Russians have long memories. The Turkish air force shooting down a Russian SU-24 fighter bomber at the Turkish, Syrian border last year will not be forgotten for a long time, especially by Russian President Vladimir Putin. Putin’s rage over the incident will ensure that Russia and Turkey will be on a collision course until Putin leaves power.
If you haven’t noticed, Russia is most likely building another air base in northern Syria, near the Turkish border. Although they deny this agenda, journalists report upwards of 200 Russian engineers working on the runway at an abandoned airfield in Qamishli, Syria. Since the shootdown, Russia has deployed S-400 anti-aircraft missile batteries to protect Russian forces in-country. With an extremely long range, these systems essentially allow Russia to target Turkish aircraft inside Turkey. Russia has also recently deployed a limited number of SU-35 frontline fighter aircraft to Syria as well. While the purpose is most likely for testing of tactics and equipment in a combat theater, the fact that these advanced planes are on the Turkish border is an ominous development.
Moscow’s plan for its forces in the Middle East remain unclear.
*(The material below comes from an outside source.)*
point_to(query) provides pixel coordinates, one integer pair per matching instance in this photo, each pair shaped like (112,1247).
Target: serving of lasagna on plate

The deployment is costing the Kremlin a lot of money at a time when money is very scarce during Russia’s current economic contraction. It is likely that Russia intends to stay in the Middle East for the foreseeable future, the budget issues be damned. That is the way Putin and his comrades in the Kremlin think. He is looking at Russia’s long-term position of power in the world.
It is for that reason that the Turkish vendetta is so dangerous. Putin is building up Russia capability on Turkey’s border and waiting for the right moment to strike, when Turkey, and NATO, are at a disadvantage and most likely will not strike back, just to make his point and avenge Russia’s military honor.
Most likely NATO realizes these facts and sees the Russian buildup for what it is. This is most likely why the United States just allocated several billion dollars to maintain another armored brigade in Eastern Europe, primarily to protect the Baltic nations on the alliance’s northern tier.
With President Obama removing most American forces out of Iraq and Afghanistan, the U.S. will have a tough time matching a growing Russian footprint in the Levant. However, the only way that American can ensure the Russian, Turkish situation doesn’t get out of hand is to spend money and treasure in the region when they really don’t want to. The cost of not containing the situation may be much higher.